Two young men dressed in Pizza Corner uniforms drive past on a scooter. The night shift, I suppose. I wonder if they find it exciting. Do they seek relief from the quasi-slum in the bright lighting and air-conditioning of their workplace? Or have they tired of it already, become disillusioned with this silly job and that silly food? What do they make of the people who come there to eat, spending on one meal what other would earn in a month? Do they hate them or simply consider them crazy? Or do they not work at the restaurant at all? Are they simply delivery boys?
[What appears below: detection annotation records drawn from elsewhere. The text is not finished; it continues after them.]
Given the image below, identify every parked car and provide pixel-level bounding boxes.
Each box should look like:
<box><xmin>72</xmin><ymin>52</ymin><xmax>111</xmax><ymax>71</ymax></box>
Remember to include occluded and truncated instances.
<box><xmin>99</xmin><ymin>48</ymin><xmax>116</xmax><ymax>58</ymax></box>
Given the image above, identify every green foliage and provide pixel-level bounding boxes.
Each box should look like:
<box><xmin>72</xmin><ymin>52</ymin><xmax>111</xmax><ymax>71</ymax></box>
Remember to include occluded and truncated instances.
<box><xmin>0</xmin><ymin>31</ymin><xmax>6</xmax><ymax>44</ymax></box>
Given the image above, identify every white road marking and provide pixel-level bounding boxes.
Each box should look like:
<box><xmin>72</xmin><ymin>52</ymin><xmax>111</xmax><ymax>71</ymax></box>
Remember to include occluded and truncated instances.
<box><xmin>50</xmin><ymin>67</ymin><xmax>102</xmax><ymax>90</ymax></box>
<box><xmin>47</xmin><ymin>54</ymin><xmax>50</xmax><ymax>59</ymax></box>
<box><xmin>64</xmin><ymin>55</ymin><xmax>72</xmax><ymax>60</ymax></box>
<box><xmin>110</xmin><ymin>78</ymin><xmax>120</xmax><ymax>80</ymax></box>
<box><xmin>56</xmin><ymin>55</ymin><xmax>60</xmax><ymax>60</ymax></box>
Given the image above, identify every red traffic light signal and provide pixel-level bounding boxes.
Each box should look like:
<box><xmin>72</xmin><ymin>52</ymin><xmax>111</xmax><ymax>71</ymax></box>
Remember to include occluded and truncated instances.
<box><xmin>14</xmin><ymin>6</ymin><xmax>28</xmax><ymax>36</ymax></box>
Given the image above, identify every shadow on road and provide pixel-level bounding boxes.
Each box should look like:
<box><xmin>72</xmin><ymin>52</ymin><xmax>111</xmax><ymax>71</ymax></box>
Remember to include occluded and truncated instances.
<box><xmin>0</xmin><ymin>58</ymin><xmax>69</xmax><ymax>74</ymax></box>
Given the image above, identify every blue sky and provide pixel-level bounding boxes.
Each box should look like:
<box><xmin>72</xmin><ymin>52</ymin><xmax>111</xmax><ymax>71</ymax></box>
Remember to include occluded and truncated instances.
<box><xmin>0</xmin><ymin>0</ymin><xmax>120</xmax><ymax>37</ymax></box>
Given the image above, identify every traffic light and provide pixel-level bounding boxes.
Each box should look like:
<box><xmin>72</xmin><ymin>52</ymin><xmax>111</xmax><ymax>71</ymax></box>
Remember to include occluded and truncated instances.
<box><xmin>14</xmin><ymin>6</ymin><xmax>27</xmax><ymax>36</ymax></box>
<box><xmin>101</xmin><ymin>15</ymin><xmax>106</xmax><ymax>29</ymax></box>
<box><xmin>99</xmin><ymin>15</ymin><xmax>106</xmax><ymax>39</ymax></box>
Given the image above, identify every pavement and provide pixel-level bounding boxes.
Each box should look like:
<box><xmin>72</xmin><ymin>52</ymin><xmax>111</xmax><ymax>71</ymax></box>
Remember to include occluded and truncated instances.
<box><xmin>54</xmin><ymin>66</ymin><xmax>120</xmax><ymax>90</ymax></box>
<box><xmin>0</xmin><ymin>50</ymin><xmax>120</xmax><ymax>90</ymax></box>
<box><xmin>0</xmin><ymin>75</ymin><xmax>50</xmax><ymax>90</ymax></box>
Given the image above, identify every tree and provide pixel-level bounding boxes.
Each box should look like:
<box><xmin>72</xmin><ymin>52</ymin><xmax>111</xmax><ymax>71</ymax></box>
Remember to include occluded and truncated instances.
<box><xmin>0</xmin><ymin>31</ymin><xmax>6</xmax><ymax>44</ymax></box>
Would it be an exaggeration to say that they spend some time in my world, while I spend some time in theirs? Perhaps. But then, what do I call this place, where I feel so out of place? I neither love it nor hate it. I do not feel particularly sorry for the people here. But of late, I have begun to find it strangely entertaining. Maybe I need a little bit of it, every now and then.
Keshav tells me he’s done. We drive back to my home, where he fixes the wheel to the bike. Hunger is gnawing at my insides, but Keshav doesn’t seem tired at all. He labours on under the dim light in the shed. I wonder if his life isn’t as bad as I think it is. I wonder if I might get used to it with time, if I ever needed to. Sure, I would miss shitting and pissing in relatively clean places, but what else? Work will occupy me all day. I will duly feel hungry and enjoy my food. Days will go by. I will sleep tired but peaceful. But I know I romanticise. I know I am addicted to a certain level of material comfort.
Job done, I drive Keshav back to his shop. He and the other kid argue for a bit and then tell me how much I owe them. I pay them and hope the money goes where it is supposed to go. We have been nice to each other, but we are not friends. Keshav and the other kid turn around wordlessly and get back to work. “Be good, Keshav,” I want to say. “Go to school,” I want to say. But I do not.